Legal Market Overview
Despite initial doubts over new President Shavkat Mirziyoyev’s ability to reduce Uzbekistan’s international isolation and improve the economy, his first two years in power have been largely positive, with both foreign and domestic policy reforms yielding tangible results. Uzbekistan created more than 336,000 new jobs in 2017, and the volume of exports increased by almost 15%. There has also been a substantial rise in interaction abroad, with plans to build two hydroelectric plants with Tajikistan in addition to negotiations with Afghanistan in August 2018 to discuss collaboration between the two countries.
A number of legislative changes have been made to protect businesses and the investment community; Chinese investment has increased, and there has been notable interest from Russia and Saudi Arabia. The European Bank for Reconstruction and Development has been welcomed back into the country, having been banished by the previous government. A drive to eradicate corruption and reduce tax rates for companies further demonstrates this movement to engage foreign investment and increase the attractiveness of Uzbekistan.

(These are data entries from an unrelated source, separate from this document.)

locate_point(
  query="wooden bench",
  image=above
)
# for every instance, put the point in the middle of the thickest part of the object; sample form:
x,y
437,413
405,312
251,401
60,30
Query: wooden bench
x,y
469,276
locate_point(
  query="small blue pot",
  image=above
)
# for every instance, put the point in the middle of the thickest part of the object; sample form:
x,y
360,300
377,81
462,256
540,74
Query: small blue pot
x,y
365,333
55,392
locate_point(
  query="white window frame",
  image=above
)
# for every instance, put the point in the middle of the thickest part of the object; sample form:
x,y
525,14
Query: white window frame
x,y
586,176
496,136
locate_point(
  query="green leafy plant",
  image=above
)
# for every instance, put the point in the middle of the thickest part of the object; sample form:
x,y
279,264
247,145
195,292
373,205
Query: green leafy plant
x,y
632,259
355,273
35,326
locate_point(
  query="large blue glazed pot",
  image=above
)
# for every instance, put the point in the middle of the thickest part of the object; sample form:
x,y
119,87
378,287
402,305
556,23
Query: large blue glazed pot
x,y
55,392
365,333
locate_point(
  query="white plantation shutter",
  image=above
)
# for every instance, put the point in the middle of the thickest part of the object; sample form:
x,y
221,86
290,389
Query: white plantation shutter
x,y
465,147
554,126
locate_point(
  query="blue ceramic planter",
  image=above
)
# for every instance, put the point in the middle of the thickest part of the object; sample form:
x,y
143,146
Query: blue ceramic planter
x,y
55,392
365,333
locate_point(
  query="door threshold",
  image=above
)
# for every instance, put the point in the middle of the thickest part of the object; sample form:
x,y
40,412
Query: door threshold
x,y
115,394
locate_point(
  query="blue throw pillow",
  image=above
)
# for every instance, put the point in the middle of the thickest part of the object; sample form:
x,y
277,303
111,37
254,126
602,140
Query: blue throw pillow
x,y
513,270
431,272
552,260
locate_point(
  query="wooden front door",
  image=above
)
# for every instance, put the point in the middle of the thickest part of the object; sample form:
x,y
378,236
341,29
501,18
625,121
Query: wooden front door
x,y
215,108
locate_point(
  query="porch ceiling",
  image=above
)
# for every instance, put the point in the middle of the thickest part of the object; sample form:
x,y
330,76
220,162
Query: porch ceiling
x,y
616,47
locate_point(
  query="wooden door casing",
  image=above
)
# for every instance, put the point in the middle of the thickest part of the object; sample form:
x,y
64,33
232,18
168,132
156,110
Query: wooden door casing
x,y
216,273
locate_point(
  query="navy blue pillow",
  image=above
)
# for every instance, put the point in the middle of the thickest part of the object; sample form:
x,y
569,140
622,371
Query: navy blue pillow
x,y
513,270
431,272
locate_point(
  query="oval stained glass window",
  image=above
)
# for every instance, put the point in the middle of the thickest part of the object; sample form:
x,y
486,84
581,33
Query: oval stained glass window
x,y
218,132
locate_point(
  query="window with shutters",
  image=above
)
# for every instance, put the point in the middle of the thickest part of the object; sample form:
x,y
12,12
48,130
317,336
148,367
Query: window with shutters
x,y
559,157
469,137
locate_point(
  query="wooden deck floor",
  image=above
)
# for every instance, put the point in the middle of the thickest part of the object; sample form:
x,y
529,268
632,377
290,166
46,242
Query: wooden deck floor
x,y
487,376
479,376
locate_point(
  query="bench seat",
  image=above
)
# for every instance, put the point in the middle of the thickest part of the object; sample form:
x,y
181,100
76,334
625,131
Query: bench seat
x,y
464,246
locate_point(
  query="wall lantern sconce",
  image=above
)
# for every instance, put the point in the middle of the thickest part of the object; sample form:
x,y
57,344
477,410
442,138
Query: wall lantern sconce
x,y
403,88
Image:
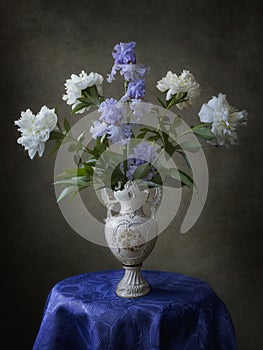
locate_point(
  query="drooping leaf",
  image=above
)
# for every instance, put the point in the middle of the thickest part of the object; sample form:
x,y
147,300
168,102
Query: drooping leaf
x,y
189,146
66,192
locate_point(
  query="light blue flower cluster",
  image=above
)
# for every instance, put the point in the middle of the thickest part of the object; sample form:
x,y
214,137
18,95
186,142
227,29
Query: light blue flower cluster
x,y
143,153
112,111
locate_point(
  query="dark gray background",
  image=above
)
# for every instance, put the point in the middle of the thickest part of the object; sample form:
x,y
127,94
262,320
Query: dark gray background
x,y
42,43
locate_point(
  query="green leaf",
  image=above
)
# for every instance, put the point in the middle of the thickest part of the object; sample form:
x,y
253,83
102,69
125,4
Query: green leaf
x,y
152,184
76,181
204,132
69,173
142,171
66,192
185,157
189,146
66,125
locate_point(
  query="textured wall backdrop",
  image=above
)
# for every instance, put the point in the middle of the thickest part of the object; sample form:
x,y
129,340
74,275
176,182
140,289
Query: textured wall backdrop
x,y
42,43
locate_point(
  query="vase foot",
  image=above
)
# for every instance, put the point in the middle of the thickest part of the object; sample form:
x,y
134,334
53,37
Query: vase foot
x,y
132,285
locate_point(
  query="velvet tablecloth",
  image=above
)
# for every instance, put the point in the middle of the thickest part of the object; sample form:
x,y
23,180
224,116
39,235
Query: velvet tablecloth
x,y
180,313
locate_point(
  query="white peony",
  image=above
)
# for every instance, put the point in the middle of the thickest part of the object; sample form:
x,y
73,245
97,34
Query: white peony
x,y
77,83
224,120
172,84
35,130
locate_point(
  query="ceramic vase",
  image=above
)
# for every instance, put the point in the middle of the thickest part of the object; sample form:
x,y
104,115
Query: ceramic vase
x,y
131,233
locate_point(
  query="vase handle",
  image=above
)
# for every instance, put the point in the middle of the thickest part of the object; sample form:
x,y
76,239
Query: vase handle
x,y
109,202
153,200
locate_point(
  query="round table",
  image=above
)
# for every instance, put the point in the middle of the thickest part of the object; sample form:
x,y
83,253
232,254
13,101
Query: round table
x,y
181,312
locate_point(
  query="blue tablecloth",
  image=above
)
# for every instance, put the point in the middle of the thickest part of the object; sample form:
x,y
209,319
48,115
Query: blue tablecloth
x,y
181,313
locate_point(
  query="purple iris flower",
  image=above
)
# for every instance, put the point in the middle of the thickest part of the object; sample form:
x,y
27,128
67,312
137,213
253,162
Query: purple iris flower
x,y
144,151
124,53
136,89
98,129
125,62
111,111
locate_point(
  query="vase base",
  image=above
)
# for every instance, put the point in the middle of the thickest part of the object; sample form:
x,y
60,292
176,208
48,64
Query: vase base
x,y
132,285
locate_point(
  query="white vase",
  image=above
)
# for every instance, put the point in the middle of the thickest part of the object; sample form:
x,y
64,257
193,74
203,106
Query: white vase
x,y
132,233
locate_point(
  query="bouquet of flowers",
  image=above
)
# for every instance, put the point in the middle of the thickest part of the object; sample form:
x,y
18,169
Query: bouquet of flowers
x,y
144,150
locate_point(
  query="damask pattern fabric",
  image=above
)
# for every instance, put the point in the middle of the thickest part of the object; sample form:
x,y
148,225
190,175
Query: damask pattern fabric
x,y
180,313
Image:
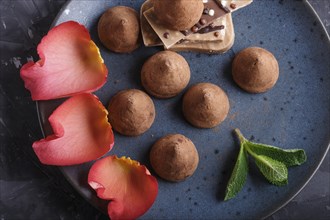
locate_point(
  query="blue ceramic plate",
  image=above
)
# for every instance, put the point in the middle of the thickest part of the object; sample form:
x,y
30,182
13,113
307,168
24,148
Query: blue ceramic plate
x,y
294,114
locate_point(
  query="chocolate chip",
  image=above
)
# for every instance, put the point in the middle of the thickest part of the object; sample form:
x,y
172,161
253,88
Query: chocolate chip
x,y
202,21
166,35
194,29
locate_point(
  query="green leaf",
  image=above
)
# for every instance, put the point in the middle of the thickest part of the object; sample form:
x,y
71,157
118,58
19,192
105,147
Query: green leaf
x,y
275,172
290,157
238,176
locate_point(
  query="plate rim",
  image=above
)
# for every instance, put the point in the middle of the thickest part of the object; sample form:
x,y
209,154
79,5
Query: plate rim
x,y
272,211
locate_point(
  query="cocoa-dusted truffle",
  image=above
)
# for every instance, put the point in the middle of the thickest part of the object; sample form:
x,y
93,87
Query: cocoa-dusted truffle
x,y
165,74
119,29
174,157
205,105
178,14
131,112
255,69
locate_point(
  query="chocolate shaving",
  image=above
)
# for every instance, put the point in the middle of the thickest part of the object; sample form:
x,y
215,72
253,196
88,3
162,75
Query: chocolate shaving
x,y
222,7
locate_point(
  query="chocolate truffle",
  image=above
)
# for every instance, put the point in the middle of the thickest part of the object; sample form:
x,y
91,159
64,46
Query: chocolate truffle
x,y
174,157
205,105
178,14
255,69
131,112
165,74
119,29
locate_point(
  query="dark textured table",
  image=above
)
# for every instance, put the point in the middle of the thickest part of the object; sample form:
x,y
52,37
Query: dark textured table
x,y
29,190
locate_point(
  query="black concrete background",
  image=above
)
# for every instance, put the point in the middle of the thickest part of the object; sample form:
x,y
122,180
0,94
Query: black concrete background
x,y
29,190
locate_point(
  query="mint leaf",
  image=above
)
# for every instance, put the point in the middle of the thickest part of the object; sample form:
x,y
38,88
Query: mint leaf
x,y
271,161
238,176
291,157
275,172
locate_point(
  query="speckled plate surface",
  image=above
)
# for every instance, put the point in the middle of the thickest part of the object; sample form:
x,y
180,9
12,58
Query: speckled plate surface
x,y
294,114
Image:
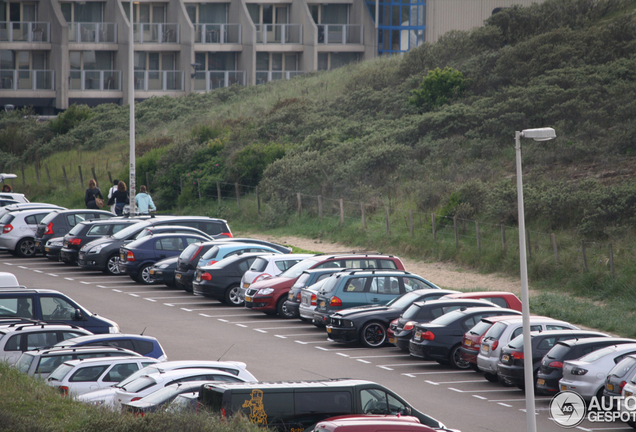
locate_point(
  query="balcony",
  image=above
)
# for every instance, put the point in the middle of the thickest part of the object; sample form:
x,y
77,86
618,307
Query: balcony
x,y
210,80
279,33
27,80
25,31
159,80
265,76
217,33
95,80
92,32
156,33
340,34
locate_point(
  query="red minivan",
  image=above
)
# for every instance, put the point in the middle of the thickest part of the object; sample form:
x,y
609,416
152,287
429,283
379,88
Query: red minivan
x,y
270,295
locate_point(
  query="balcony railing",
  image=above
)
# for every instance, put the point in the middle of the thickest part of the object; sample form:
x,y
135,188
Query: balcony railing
x,y
279,33
266,76
217,33
95,80
27,79
159,80
210,80
92,32
25,31
156,33
340,34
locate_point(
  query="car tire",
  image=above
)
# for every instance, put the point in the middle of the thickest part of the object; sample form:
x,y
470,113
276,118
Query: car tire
x,y
112,265
143,277
282,310
373,334
232,296
26,248
456,358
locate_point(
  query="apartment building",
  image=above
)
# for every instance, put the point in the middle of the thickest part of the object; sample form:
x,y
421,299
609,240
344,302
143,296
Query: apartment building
x,y
54,53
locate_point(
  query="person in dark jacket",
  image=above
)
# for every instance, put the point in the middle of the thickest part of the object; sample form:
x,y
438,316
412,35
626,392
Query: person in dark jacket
x,y
91,194
120,198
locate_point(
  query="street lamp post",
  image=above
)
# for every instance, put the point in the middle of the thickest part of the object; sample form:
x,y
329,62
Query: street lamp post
x,y
542,134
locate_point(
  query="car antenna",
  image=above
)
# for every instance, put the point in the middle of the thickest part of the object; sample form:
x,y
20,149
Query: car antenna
x,y
225,352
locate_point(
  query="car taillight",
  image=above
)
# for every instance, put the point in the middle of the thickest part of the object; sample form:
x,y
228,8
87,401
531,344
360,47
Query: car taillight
x,y
428,335
517,355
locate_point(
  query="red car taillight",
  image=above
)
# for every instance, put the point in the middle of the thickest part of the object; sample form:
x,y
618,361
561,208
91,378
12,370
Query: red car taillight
x,y
335,301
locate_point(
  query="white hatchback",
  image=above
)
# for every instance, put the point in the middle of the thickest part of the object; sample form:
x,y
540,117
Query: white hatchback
x,y
75,377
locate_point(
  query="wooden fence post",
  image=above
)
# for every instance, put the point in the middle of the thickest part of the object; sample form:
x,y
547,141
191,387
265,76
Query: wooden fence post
x,y
554,247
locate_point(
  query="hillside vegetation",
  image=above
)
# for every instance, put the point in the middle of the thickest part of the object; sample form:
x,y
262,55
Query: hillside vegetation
x,y
355,134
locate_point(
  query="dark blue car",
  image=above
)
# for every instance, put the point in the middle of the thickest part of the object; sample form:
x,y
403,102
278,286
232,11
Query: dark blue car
x,y
145,345
136,258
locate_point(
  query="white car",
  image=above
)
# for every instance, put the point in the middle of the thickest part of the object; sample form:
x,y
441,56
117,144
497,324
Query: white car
x,y
75,377
144,384
17,231
267,266
504,331
586,376
18,338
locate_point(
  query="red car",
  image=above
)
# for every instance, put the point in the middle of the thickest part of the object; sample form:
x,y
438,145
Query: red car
x,y
472,339
270,295
500,298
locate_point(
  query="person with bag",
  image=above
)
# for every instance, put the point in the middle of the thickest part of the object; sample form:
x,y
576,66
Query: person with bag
x,y
144,201
120,198
93,197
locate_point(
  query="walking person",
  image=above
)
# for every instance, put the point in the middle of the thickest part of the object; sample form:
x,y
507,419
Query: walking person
x,y
144,201
92,195
112,190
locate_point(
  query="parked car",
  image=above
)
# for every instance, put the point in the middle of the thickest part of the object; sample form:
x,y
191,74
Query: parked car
x,y
87,231
586,375
51,306
551,370
205,254
41,362
162,272
441,339
136,258
308,278
511,362
18,338
17,231
269,295
75,377
500,298
103,254
59,222
505,331
221,280
295,405
270,266
145,345
369,325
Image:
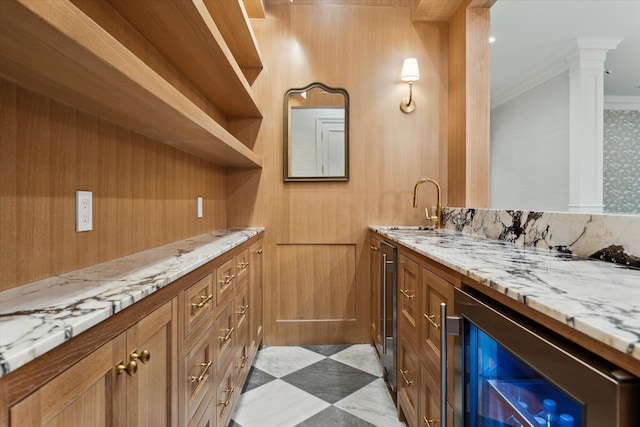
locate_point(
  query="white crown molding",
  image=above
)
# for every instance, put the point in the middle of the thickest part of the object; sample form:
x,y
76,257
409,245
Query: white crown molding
x,y
622,103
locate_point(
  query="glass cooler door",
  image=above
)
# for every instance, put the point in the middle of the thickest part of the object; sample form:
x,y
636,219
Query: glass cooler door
x,y
504,391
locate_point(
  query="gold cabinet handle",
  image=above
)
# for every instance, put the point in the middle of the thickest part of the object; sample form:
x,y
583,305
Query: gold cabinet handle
x,y
243,361
243,310
227,280
431,318
404,373
204,299
130,368
430,422
225,403
205,368
227,336
407,294
144,356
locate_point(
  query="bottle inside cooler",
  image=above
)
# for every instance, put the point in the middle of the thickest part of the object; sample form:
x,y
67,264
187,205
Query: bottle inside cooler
x,y
510,393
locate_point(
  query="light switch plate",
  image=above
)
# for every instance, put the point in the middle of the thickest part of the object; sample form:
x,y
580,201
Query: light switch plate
x,y
84,211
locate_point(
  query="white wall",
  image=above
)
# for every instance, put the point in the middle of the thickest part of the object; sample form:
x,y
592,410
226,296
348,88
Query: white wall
x,y
530,149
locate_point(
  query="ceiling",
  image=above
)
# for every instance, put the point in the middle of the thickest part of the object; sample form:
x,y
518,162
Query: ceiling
x,y
532,35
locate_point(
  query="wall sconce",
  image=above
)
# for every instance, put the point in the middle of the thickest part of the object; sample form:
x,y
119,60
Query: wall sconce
x,y
410,73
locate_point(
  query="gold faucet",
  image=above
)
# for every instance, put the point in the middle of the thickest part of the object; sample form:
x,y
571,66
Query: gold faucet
x,y
437,218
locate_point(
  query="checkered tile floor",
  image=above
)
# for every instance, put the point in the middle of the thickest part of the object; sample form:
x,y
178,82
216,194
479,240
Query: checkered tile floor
x,y
316,386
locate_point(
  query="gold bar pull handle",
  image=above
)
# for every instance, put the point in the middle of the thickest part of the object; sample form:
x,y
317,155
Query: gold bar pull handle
x,y
407,294
431,422
227,280
203,373
431,318
225,403
404,373
228,333
204,299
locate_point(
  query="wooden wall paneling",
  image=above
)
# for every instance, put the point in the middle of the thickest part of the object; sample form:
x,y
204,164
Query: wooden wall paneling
x,y
469,108
144,192
360,49
8,181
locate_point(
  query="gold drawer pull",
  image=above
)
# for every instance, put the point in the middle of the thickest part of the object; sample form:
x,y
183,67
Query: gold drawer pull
x,y
407,294
431,422
204,299
130,368
227,279
225,403
228,333
243,310
431,319
404,373
144,356
243,361
203,373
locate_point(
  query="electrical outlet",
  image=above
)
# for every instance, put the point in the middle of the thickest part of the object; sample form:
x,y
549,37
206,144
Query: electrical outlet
x,y
84,211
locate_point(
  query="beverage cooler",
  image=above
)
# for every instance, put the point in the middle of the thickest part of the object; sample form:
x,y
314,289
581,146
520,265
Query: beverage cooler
x,y
510,371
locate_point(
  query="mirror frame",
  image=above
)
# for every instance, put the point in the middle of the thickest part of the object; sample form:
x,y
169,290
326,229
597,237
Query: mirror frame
x,y
286,132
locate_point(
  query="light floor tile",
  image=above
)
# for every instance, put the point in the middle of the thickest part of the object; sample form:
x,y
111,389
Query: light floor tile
x,y
360,356
372,403
281,361
276,404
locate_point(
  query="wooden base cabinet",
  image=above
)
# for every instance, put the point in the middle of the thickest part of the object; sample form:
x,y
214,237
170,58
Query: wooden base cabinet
x,y
177,358
126,382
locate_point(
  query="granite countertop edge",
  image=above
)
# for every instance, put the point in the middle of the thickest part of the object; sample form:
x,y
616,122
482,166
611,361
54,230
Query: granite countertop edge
x,y
37,317
599,299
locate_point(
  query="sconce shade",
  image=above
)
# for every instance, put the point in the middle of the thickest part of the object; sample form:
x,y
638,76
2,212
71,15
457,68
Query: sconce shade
x,y
410,72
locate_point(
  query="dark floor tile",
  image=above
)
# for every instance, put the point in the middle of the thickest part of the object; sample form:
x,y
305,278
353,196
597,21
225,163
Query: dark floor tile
x,y
326,350
333,416
329,380
256,378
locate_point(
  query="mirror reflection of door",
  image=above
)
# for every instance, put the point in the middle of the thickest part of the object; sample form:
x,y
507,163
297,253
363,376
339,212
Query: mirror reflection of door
x,y
316,135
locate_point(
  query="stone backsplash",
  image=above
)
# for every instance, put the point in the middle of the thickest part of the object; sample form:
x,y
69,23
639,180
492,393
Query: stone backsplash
x,y
613,238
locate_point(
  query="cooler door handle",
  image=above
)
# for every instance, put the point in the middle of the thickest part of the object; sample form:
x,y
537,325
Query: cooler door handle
x,y
451,325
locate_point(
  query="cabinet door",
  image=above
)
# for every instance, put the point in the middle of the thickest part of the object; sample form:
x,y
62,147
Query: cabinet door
x,y
256,296
408,380
408,290
436,290
87,394
149,393
375,270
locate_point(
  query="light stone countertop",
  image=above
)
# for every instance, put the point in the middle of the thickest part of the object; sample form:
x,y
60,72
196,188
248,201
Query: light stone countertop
x,y
39,316
599,299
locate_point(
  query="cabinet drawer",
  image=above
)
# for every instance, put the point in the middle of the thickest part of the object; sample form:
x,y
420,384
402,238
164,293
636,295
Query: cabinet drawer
x,y
199,370
225,396
225,279
224,332
242,306
199,302
242,265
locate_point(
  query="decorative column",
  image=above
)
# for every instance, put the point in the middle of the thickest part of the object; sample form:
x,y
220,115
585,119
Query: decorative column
x,y
586,104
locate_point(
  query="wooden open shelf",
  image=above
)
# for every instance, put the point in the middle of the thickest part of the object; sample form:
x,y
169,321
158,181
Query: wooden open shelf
x,y
53,48
185,33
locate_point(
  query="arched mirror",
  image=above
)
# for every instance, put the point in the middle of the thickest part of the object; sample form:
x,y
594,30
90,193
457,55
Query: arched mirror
x,y
316,134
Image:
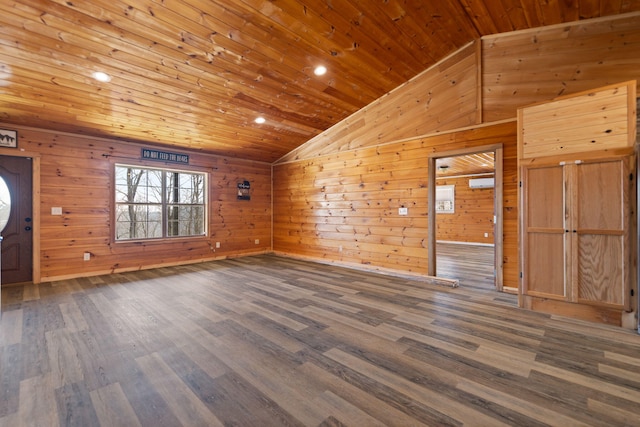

Work is divided between local and international firms in equal measure, with domestic firms such as Kosta Legal competing with the likes of Dentons and Kinstellar. An increase in clients following the entry of European and Canadian companies to the market has seen a corresponding rise in work for firms. This is most evident in the construction sector, where tax exemptions are most lucrative for building municipal infrastructure, and the hospitality sector, thanks to a huge rise in tourism. The signing of the $1.3bn agreement between SkyPower and the Government of Uzbekistan evidences a rise in renewable energy projects in the country and associated work for law firms.